TAXTIME PAYBACK/RELIEF FROM THE GOOD OF REAL ESTATE
By: Angel Y. Dayan, EA, ABA, ATA, CPA- (213)-365-1040 taxwork.com
It was over like “every beginning has an end.” But it is not over until it was really over as some people now may sadly realize. The year had closed with problems in real estate that people still have to face in 2008. I refer to those who lost their home/real estate in a foreclosure, repossession, abandonment, voluntary conveyance, deed in lieu of foreclosure or finally the most practical at times, the realtor/broker “commission-driven” short sale. Homeowners may now be taxable from their capital gain and income from forgiven or cancelled mortgage. This mortgage deficiency has been my client’s heavy cross as he faces the year 2008. The lender was still asking him to pay for the mortgage balance that did not get paid out of the short-sale of his home. I am sure this experience is true to many homeowners whom I was told were simply “suppressing this problem” like “que sera, sera-bahala na” until the tax time wakes them up to April 15 sad realities. Why be penalized twice after an unpleasant foreclosure/short sale? “It does not make any sense”, from the words of lament, offered by the unfortunate victims as a solution. And yes, they are right, there should be some laws that protect homeowners from the sad experience of property ownership. The tax laws yet offer solutions but it is quite complex and most people should seek expert advice. Do not assume that simply because you have become a victim of some unfortunate events in real estate that our government would leave you alone. That is not true. In fact, if you had actually benefited from the equity of you home, the likelihood of your being taxed is now. And if you have lost everything and/or spent all the (tax) money during the good days of real estate, you might still be able to avoid your imminent tax. But for your most important caution, take note that “if your mortgaged property is foreclosed or repossessed and the bank or other lender reacquires it, or if the lender knows that you have abandoned the property, you should receive from the lender a Form-1099A, which indicates the foreclosure bid price, the amount of your debt, and whether you were personally liable. The IRS may compare its copy of Form-1099A with your return to check whether you have reported income from the foreclosure or abandonment. If the lender also cancels your debt, you may instead receive Form-1099C, on which the information about the foreclosure or repossession will be included.”

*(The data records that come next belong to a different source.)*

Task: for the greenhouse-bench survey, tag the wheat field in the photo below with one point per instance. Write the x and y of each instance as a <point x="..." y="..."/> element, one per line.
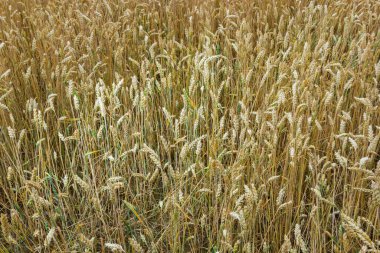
<point x="189" y="126"/>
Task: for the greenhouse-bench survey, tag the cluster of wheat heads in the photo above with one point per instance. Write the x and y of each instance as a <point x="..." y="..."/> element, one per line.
<point x="189" y="126"/>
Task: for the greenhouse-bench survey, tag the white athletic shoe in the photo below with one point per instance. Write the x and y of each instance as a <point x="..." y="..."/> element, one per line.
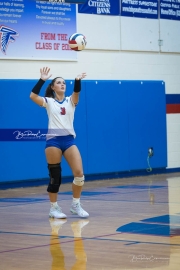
<point x="56" y="212"/>
<point x="78" y="210"/>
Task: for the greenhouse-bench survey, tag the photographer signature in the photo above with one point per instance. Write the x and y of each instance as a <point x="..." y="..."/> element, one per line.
<point x="28" y="133"/>
<point x="146" y="258"/>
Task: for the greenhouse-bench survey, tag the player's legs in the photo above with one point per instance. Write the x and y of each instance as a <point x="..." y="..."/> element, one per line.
<point x="53" y="157"/>
<point x="73" y="157"/>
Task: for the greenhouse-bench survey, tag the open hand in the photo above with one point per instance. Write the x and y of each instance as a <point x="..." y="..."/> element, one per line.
<point x="45" y="73"/>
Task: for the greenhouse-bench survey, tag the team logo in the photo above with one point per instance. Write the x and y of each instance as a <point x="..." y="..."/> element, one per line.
<point x="63" y="111"/>
<point x="7" y="35"/>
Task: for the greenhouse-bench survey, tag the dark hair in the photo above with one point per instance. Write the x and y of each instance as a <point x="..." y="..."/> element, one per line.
<point x="49" y="91"/>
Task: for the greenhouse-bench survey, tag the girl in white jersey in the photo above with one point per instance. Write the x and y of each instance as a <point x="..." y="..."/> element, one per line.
<point x="60" y="138"/>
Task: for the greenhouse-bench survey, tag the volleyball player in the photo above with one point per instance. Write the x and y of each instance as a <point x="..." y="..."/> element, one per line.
<point x="60" y="139"/>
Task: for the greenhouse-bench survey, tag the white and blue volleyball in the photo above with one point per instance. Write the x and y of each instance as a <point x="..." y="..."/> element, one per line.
<point x="77" y="42"/>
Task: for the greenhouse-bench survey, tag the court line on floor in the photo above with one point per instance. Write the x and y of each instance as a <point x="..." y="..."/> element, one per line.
<point x="129" y="242"/>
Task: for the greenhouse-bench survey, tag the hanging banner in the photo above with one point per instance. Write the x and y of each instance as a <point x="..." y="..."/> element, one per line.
<point x="36" y="30"/>
<point x="170" y="9"/>
<point x="140" y="9"/>
<point x="100" y="7"/>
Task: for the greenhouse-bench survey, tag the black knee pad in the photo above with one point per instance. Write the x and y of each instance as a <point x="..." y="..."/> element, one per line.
<point x="55" y="177"/>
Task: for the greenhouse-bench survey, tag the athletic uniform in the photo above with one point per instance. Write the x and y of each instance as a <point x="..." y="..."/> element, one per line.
<point x="61" y="132"/>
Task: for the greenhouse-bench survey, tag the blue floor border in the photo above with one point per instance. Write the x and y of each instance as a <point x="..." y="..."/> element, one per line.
<point x="92" y="177"/>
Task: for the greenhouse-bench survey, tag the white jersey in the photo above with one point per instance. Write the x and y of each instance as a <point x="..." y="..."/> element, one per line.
<point x="61" y="116"/>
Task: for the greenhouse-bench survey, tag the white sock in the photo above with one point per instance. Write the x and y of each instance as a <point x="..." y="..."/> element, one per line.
<point x="54" y="204"/>
<point x="75" y="200"/>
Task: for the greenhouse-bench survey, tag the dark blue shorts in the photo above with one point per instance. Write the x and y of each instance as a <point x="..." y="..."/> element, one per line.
<point x="61" y="142"/>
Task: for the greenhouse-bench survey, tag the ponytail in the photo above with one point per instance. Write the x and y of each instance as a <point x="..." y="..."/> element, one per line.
<point x="49" y="91"/>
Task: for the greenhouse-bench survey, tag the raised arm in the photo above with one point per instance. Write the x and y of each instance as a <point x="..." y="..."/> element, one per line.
<point x="77" y="88"/>
<point x="34" y="96"/>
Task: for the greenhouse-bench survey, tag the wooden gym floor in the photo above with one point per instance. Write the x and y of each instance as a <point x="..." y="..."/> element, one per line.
<point x="134" y="223"/>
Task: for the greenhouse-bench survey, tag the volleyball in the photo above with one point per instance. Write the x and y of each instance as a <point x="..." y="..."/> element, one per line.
<point x="77" y="42"/>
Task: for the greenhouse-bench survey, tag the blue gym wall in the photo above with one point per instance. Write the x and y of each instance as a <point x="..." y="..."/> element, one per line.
<point x="115" y="122"/>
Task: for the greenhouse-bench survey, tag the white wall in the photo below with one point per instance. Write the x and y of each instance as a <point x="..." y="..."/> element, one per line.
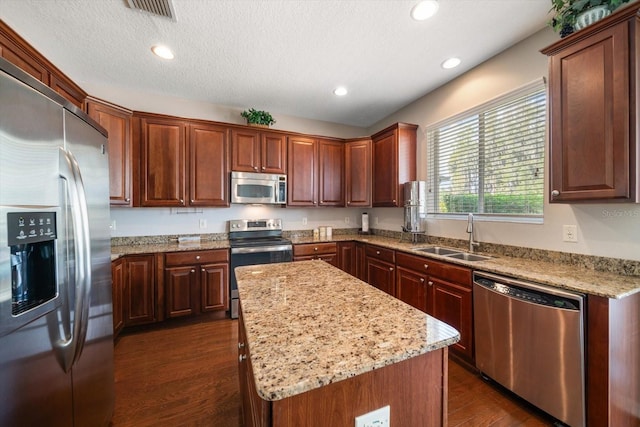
<point x="610" y="230"/>
<point x="162" y="221"/>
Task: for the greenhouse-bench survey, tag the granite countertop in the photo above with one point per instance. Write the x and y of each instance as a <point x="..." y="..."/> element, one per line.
<point x="560" y="275"/>
<point x="309" y="324"/>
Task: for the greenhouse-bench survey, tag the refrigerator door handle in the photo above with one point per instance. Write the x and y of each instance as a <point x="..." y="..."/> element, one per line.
<point x="70" y="172"/>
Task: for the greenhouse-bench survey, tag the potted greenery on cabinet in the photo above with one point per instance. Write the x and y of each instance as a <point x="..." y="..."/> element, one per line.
<point x="573" y="15"/>
<point x="258" y="118"/>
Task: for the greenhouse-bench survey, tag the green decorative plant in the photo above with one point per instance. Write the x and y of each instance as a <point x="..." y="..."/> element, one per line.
<point x="566" y="12"/>
<point x="258" y="117"/>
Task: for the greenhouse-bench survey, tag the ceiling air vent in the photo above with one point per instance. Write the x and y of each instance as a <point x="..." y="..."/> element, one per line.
<point x="162" y="8"/>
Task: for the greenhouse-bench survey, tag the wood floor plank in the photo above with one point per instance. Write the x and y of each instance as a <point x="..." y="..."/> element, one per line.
<point x="184" y="372"/>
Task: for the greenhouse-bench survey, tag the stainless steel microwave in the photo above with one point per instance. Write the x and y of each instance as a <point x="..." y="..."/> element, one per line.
<point x="258" y="188"/>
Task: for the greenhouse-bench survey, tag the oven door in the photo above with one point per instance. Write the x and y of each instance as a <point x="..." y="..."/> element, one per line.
<point x="253" y="256"/>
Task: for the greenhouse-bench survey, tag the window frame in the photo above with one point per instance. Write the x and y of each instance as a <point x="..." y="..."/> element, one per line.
<point x="479" y="111"/>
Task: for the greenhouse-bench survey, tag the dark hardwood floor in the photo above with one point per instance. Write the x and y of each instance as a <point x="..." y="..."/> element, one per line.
<point x="184" y="373"/>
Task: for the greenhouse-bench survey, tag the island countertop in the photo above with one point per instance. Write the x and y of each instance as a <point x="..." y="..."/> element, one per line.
<point x="309" y="324"/>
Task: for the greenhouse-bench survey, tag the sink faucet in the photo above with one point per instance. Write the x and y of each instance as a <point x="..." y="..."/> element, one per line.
<point x="472" y="243"/>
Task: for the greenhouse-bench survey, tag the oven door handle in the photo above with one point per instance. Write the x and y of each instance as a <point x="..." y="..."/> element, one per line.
<point x="260" y="249"/>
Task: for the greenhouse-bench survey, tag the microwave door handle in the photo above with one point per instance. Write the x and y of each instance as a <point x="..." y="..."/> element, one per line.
<point x="70" y="172"/>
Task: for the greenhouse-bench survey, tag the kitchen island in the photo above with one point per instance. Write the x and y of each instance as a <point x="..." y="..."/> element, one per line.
<point x="320" y="347"/>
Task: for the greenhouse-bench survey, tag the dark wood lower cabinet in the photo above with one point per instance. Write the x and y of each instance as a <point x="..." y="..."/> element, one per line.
<point x="117" y="291"/>
<point x="196" y="282"/>
<point x="140" y="291"/>
<point x="415" y="389"/>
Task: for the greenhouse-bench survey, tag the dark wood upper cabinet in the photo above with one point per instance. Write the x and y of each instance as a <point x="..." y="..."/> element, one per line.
<point x="358" y="173"/>
<point x="594" y="112"/>
<point x="182" y="162"/>
<point x="117" y="122"/>
<point x="394" y="163"/>
<point x="208" y="165"/>
<point x="330" y="173"/>
<point x="302" y="172"/>
<point x="315" y="172"/>
<point x="16" y="50"/>
<point x="255" y="151"/>
<point x="162" y="161"/>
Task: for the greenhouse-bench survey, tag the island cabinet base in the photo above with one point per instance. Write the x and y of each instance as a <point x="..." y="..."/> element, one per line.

Some two and half million (2.5 million) homes will be foreclosed in the next two (2) years. This will be the result of the “sub-prime lending” frenzy in the past few years that qualified marginal borrowers for 100% financing (no money down) with the use of adjustable-rate mortgages that are now resetting substantially higher mortgage payments. People have also done (endless) refinancing that have cashed out on the equity under this subprime loan frenzy from loan money that came from some of the finest banks in Europe, who now refuse to conduct trade on these failed mortgage notes that has weakened the U.S. dollar.
There are sure tax reliefs and remedies in the law that may allow you to solve these problems. Do not go to a lawyer to seek help on bankruptcy filing unless it is your only and last resort. Use the remedies of the tax law first before agreeing to a lawyer who may not know these tax reliefs or even if he does, he may not advice you to this sensible direction.